The images of March 11's earthquake and subsequent tsunami in Japan -- landscapes awash in flaming debris, cars piled up in parking lots like toys, industrial facilities exploding amid dense black smoke -- are staggering. But what's actually most amazing is that things aren't worse; the death toll, while horrific, is orders of magnitude less than the far less geophysically impressive earthquake in Haiti last year. FP spoke with Michael K. Lindell, an urban planning professor at Texas A&M University and a leading expert in the field of earthquake response -- who, as it happened, was at a meeting of the U.S. government's multi-agency earthquake planning group when we called. He explained why the Japanese are better than everyone else at planning for earthquakes, how real estate developers are hurting the United States' ability to withstand similar tremors, and why earthquake experts are more interested in what's in local building codes than what's on CNN right now.
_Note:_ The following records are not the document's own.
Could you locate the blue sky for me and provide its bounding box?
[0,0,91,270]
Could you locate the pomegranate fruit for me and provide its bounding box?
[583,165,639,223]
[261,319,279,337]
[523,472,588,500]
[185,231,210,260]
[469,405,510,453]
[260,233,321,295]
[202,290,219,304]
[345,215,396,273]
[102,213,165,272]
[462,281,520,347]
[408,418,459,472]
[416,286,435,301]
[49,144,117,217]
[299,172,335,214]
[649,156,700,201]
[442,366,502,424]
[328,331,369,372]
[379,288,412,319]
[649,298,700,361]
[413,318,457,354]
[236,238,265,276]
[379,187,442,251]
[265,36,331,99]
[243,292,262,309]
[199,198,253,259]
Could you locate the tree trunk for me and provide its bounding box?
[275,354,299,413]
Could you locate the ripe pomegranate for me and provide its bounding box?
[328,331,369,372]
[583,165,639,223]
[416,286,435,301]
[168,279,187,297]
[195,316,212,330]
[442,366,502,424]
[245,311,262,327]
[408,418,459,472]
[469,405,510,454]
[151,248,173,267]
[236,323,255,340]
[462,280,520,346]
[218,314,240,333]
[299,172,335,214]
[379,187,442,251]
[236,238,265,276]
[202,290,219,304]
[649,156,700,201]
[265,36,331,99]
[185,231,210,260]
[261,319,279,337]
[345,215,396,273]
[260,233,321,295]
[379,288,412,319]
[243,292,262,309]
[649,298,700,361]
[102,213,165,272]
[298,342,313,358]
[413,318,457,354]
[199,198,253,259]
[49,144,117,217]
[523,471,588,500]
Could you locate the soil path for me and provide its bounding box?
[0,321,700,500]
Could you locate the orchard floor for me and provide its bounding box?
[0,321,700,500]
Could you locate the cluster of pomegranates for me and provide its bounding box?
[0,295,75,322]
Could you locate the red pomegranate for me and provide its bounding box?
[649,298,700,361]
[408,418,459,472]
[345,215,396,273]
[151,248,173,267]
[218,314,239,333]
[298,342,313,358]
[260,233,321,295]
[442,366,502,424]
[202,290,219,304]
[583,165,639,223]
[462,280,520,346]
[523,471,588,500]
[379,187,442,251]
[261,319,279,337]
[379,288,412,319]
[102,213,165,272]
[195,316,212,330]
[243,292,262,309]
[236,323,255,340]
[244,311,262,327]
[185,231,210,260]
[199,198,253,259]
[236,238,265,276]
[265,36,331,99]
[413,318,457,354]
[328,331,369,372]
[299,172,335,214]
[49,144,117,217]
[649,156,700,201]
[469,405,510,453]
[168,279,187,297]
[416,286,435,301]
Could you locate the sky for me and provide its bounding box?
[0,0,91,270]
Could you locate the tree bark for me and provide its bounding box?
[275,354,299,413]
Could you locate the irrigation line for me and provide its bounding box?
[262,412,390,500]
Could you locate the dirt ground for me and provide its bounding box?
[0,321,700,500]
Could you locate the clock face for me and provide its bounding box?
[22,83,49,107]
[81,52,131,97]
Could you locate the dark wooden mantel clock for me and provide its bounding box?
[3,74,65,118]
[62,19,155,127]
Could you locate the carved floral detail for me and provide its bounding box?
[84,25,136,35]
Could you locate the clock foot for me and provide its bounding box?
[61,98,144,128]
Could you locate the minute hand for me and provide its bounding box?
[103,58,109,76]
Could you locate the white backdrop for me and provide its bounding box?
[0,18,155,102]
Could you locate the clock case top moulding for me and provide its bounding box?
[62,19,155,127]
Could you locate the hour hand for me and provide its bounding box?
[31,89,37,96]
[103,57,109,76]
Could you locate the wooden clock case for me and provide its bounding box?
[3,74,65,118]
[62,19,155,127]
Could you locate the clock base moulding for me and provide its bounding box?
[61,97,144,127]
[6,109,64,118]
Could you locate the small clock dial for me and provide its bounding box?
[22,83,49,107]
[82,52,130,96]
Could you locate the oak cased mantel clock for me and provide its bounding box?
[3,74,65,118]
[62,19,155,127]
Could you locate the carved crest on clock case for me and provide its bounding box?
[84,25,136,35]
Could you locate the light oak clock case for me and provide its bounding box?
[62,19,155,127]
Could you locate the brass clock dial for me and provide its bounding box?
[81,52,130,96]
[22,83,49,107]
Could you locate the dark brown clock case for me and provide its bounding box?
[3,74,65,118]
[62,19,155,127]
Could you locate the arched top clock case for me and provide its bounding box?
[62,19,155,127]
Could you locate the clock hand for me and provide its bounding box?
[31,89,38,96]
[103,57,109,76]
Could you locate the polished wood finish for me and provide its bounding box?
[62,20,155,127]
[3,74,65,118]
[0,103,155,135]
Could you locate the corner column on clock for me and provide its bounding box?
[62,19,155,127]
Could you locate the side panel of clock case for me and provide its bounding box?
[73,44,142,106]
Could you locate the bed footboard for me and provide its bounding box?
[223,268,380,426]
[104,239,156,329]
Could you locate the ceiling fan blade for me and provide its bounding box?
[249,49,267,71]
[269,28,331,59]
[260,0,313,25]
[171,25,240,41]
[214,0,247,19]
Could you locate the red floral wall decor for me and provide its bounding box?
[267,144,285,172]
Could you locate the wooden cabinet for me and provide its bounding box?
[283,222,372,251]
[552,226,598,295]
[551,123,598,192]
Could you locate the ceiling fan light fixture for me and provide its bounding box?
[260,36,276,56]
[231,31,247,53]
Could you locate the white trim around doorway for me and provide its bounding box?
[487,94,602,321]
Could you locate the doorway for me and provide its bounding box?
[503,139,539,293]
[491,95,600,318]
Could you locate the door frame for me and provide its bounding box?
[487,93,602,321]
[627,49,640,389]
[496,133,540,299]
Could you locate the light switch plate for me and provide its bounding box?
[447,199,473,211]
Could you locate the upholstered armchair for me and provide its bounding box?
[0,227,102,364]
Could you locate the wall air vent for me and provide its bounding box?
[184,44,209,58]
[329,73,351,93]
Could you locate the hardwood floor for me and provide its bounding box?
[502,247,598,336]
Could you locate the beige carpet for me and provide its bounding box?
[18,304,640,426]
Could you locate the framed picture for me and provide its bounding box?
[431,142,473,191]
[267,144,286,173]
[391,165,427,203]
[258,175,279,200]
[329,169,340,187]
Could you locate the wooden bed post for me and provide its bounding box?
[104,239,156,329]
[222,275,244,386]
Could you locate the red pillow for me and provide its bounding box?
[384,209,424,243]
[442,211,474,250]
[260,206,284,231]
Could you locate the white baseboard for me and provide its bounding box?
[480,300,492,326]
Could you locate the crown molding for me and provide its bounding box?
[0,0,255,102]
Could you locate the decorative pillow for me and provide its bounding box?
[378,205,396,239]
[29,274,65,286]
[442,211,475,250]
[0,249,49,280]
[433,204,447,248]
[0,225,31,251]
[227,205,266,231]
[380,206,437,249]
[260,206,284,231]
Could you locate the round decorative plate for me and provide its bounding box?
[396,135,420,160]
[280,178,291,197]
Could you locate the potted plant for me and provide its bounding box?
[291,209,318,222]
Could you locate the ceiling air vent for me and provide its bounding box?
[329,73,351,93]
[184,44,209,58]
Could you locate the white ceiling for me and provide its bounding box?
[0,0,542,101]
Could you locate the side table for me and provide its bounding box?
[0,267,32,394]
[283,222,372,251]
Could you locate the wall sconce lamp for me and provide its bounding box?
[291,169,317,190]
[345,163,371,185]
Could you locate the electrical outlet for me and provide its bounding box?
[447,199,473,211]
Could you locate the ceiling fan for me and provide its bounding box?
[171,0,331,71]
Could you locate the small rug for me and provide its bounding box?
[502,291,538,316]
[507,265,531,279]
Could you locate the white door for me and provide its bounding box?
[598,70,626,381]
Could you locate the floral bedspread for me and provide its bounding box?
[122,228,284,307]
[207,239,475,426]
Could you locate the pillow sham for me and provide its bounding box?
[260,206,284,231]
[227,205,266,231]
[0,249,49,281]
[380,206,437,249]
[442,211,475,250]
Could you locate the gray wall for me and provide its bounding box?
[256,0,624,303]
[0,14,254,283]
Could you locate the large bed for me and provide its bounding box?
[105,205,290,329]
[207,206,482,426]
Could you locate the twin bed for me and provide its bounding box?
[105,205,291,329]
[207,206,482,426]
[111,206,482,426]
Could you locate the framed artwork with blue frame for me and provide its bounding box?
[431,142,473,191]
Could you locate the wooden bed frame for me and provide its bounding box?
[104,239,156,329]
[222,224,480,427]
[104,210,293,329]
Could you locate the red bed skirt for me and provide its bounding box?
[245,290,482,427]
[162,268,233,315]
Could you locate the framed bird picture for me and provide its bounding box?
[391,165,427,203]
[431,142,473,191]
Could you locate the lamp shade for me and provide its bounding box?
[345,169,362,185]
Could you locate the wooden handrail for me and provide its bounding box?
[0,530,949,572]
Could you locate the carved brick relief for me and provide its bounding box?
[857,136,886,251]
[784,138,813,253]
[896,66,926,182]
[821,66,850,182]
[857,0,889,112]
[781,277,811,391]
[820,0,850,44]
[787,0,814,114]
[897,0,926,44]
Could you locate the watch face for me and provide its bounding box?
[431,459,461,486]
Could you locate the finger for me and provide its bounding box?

Foreign Policy: So you're at a gathering of earthquake experts who just happen to be meeting on the day of the largest earthquake in recorded Japanese history.
Michael K. Lindell: Right.
FP: What's the conversation like?
ML: For people who do earthquakes and other hazards for a living, the occurrence of any one event isn't really news. It's news in the sense that it was that magnitude in that place, but we knew sooner or later it was going to happen. One of the things we're trying to do is push the focus away from response and recovery to mitigation and preparedness.
FP: What separates a terrible earthquake from a bad one? What are the factors that matter here?
ML: Being in a bad location makes a lot of difference -- if you're on a fault line that's been locked up for a long time, as we've seen in Japan today and in Chile last year. So, given that you're in a bad location, what do you do about it? That really makes the difference between a Haiti and a Chile. Because the earthquake in Haiti had about between five and 10 times the economic impact and about 500 times the casualties as the earthquake in Chile, even though the one in Chile was orders of magnitude more intense.
A number of things made the difference. The first is that you've got maps. They know where the faults are; they know where the problem areas are: not just on the faults, but on bad soils that are prone to liquefaction -- basically, it just turns to quicksand. And once you've got the maps, you've also got the building codes, the risk information getting out to people -- how do you build buildings so you avoid collapses? So you have steel-reinforced structures, rather than just masonry, bricks. Once a building starts shaking side to side, unreinforced masonry is terrible.
Even if you put that kind of stuff in the codes, you can always make a building cheaper by not putting in the steel reinforcing. So what you need to do is make sure the local jurisdiction has effective building inspections. And not everybody wants to have strong building codes -- it's cheaper to build if the building codes are weak. That means you can sell houses cheaper; you can get more people to buy your houses. In Texas, just before an increase in the building code requirements that was imposed by the Texas Department of Insurance, there was a big run on building permits -- because all of the builders wanted to lock in their permit applications under the old, less stringent codes, which would keep their costs down. It's like, why are you in a hurry to kill your customers? But obviously, they don't see it that way.
FP: How does Japan rate in this regard?
ML: They are in better shape than we [Americans] are in terms of how their buildings are constructed. We have variation in the United States -- our best by far for building codes is California. Japan had the kind of preparedness for the tsunami that they needed. The reports we've gotten so far are that, given the distance from the earthquake epicenter and the quality of the construction, that there was not a lot of earthquake damage in Tokyo and the other major cities.